Enkelmann añade otra comparación: "En la RDA había problemas de alcoholismo, pero no conocíamos las drogas". Algunos se revuelven cuando oyen esto. "No echo absolutamente nada de menos. Muchas veces, cuando la gente habla de aquella época, lo que realmente añora es su infancia o juventud. Claro que tengo buenos recuerdos, pero esas alegrías eran a pesar del régimen, no gracias a él", señala la escritora Susanne Schädlich. "Bueno, sí hay una cosa que me gustaría que volviera de la RDA, el pastel de mi abuela", añade entre risas.

Cuenta Josep Martí Font, corresponsal del diario español El País en Alemania en aquellos días turbulentos, que en 1989 el invierno llegó con considerable retraso. "Nunca hay que dejar de tener en cuenta las causas climáticas en los grandes aconteceres de la historia", afirma en su libro El día que acabó el siglo XX.

Quizá el buen tiempo ayudó a inflar las movilizaciones, pero la multitud que llenó las calles el 9 de noviembre habría salido aunque hubiera granizado.

Como Roland Jahn, que corrió en dirección contraria a la marea de gente deseosa de entrar por fin en el Oeste.
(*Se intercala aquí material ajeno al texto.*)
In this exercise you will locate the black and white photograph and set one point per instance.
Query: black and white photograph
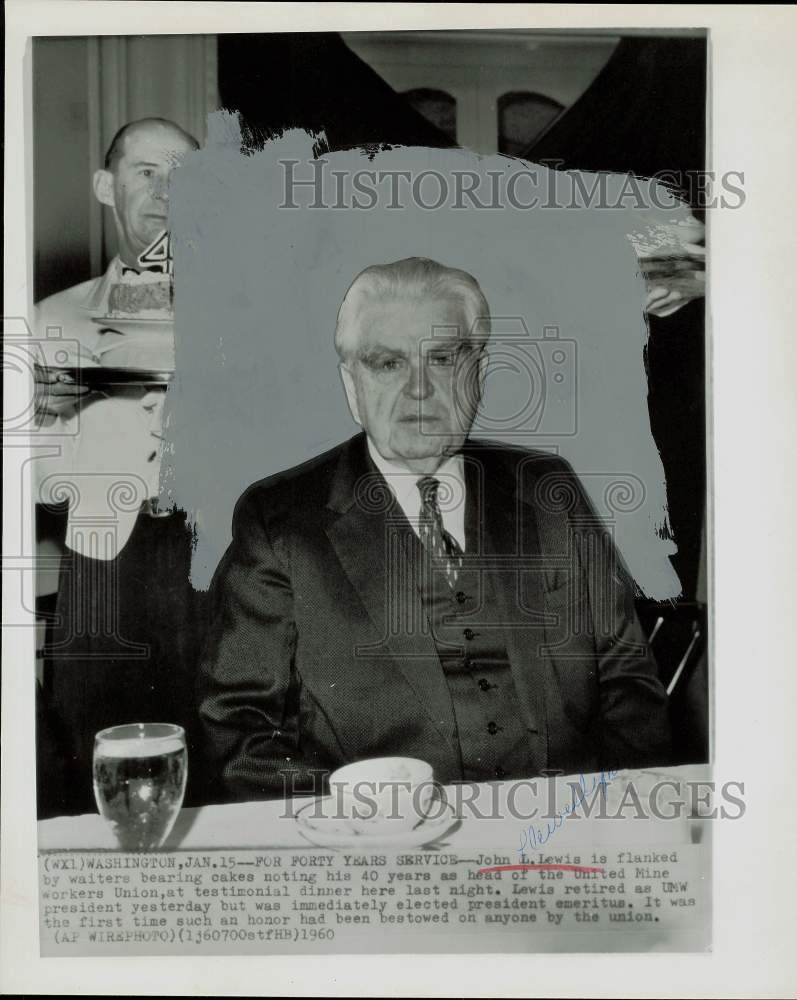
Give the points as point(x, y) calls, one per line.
point(367, 545)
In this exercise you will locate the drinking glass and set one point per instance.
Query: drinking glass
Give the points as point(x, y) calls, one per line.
point(140, 772)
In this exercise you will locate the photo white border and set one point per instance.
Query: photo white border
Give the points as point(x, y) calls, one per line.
point(753, 363)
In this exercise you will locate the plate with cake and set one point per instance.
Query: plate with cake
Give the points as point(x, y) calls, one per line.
point(136, 343)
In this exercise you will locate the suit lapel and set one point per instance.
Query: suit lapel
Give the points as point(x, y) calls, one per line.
point(510, 546)
point(369, 537)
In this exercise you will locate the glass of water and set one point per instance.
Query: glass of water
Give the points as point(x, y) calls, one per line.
point(140, 772)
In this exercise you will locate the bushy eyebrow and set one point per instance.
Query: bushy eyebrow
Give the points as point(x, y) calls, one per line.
point(371, 353)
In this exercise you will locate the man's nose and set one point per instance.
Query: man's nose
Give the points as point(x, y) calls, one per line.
point(160, 187)
point(418, 385)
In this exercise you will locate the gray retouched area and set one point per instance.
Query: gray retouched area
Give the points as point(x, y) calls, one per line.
point(257, 287)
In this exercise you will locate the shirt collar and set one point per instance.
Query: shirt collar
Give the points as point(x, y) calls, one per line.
point(403, 484)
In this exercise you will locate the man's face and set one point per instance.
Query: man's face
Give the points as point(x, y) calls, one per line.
point(137, 189)
point(413, 381)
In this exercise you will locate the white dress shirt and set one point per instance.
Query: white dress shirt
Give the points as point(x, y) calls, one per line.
point(450, 493)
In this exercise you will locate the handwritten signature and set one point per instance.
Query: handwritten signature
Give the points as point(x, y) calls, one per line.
point(536, 836)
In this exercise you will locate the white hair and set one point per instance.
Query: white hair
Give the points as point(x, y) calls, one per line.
point(414, 278)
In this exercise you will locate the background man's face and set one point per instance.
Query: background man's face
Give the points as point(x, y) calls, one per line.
point(413, 380)
point(140, 191)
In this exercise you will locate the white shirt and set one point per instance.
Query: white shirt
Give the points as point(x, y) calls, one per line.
point(450, 493)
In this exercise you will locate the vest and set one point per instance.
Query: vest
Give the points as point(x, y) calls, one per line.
point(471, 646)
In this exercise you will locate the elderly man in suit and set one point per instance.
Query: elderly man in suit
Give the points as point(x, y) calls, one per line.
point(414, 592)
point(126, 636)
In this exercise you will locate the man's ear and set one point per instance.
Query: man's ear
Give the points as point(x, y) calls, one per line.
point(484, 362)
point(103, 187)
point(351, 392)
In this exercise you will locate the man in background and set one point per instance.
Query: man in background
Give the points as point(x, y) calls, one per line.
point(126, 620)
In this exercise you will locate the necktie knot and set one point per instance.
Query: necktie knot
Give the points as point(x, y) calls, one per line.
point(428, 486)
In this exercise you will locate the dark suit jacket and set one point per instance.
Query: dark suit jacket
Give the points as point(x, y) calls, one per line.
point(308, 668)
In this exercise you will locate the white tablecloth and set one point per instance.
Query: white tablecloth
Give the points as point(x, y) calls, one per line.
point(484, 820)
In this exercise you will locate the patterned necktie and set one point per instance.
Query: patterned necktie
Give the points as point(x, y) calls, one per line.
point(437, 541)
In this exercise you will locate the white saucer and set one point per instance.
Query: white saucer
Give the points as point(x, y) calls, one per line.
point(330, 831)
point(127, 326)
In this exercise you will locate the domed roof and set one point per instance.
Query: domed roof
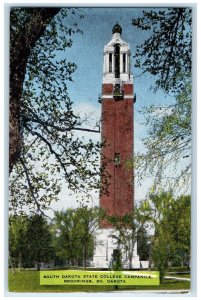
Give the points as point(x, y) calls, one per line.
point(117, 28)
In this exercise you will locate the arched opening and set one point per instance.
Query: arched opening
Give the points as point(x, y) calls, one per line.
point(117, 60)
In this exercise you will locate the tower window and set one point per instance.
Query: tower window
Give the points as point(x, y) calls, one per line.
point(124, 62)
point(117, 159)
point(117, 60)
point(110, 62)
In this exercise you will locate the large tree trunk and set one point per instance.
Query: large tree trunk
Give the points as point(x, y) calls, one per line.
point(20, 48)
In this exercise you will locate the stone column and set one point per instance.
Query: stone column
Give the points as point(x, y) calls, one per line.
point(112, 62)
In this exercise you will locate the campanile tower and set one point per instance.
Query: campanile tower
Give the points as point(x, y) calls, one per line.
point(117, 125)
point(117, 134)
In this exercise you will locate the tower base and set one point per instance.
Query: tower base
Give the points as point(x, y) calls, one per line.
point(105, 246)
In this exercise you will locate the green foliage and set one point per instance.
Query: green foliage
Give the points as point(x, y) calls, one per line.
point(125, 233)
point(50, 152)
point(73, 232)
point(169, 218)
point(167, 155)
point(143, 243)
point(29, 241)
point(166, 54)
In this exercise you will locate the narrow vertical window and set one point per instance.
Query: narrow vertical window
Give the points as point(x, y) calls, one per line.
point(124, 62)
point(117, 60)
point(110, 62)
point(117, 159)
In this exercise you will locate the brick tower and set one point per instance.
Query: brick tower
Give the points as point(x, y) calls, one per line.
point(117, 125)
point(117, 133)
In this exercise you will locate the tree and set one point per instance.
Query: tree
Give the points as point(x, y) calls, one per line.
point(74, 231)
point(29, 241)
point(39, 245)
point(143, 243)
point(169, 219)
point(166, 54)
point(27, 25)
point(17, 240)
point(125, 234)
point(47, 150)
point(64, 236)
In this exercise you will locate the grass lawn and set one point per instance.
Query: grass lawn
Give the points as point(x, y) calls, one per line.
point(28, 281)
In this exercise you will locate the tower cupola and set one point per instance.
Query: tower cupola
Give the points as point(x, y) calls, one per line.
point(117, 29)
point(116, 66)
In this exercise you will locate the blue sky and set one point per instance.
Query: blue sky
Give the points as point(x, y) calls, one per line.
point(87, 53)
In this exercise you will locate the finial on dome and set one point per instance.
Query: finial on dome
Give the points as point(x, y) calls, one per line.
point(117, 28)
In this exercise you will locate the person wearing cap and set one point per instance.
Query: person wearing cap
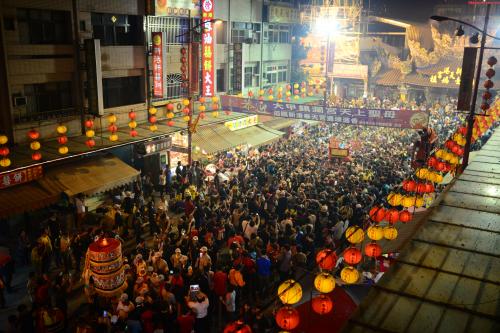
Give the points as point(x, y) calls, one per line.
point(204, 260)
point(124, 307)
point(178, 260)
point(158, 263)
point(200, 308)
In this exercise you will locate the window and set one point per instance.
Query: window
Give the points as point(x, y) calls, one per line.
point(117, 29)
point(276, 73)
point(47, 97)
point(251, 73)
point(8, 24)
point(44, 26)
point(174, 28)
point(245, 32)
point(123, 91)
point(277, 33)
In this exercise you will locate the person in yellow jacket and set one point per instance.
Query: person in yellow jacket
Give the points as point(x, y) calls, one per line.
point(236, 278)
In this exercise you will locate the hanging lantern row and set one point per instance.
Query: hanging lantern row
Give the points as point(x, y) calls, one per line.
point(152, 119)
point(4, 151)
point(112, 128)
point(35, 145)
point(488, 84)
point(89, 133)
point(62, 139)
point(132, 124)
point(416, 191)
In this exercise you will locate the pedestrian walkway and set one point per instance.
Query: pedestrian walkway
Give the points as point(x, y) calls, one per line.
point(447, 278)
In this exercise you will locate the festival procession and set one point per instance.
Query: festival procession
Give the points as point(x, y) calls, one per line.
point(300, 166)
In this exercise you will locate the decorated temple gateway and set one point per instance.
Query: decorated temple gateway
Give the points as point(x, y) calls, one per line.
point(104, 264)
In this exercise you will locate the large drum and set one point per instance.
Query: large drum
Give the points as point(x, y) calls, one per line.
point(104, 264)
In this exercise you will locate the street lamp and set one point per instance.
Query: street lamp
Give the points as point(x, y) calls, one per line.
point(470, 119)
point(328, 28)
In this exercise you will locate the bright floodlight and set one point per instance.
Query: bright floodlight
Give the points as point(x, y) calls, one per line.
point(327, 27)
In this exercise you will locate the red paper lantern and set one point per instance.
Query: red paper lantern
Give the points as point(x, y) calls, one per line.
point(421, 188)
point(488, 84)
point(405, 216)
point(90, 143)
point(33, 134)
point(36, 156)
point(377, 214)
point(322, 304)
point(485, 106)
point(431, 162)
point(373, 250)
point(392, 216)
point(352, 256)
point(237, 327)
point(63, 139)
point(409, 185)
point(287, 318)
point(326, 259)
point(112, 128)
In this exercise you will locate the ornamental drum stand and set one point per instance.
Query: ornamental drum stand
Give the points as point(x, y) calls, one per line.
point(104, 264)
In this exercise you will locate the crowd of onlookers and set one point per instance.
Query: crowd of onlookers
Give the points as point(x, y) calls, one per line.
point(204, 249)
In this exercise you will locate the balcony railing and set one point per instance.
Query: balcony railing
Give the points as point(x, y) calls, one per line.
point(24, 116)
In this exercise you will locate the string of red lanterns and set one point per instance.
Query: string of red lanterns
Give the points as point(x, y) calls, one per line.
point(62, 139)
point(5, 161)
point(89, 133)
point(35, 145)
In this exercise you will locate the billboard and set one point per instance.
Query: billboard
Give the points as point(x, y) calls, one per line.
point(207, 47)
point(157, 65)
point(351, 116)
point(181, 8)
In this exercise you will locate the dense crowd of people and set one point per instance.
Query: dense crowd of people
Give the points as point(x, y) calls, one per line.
point(205, 249)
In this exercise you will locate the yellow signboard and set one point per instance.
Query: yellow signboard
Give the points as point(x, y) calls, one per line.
point(241, 123)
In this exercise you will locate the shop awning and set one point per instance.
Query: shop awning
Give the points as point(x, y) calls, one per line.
point(90, 177)
point(212, 139)
point(259, 135)
point(26, 197)
point(280, 123)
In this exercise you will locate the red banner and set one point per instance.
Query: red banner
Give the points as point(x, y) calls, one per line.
point(207, 47)
point(19, 177)
point(157, 65)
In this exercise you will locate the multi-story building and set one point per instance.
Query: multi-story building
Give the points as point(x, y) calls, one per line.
point(263, 29)
point(68, 61)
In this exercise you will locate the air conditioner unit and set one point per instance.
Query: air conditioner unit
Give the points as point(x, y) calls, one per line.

Él se dirigía a Jena, en el Este, donde vivía su familia, que llevaba seis años sin ver. "De esa época recuerdo lo que tenía que esperar mi familia cada vez que queríamos salir de Berlín", explica el ingeniero Sven Tesanovic mientras carga a su hijo Milan, que solo tiene 11 días de vida. Cuando crezca, el muro que una vez separó su ciudad será algo de lo que oirá hablar en clase o por sus abuelos. Por primera vez en generaciones, crecerá sin el peso de la historia sobre sus hombros.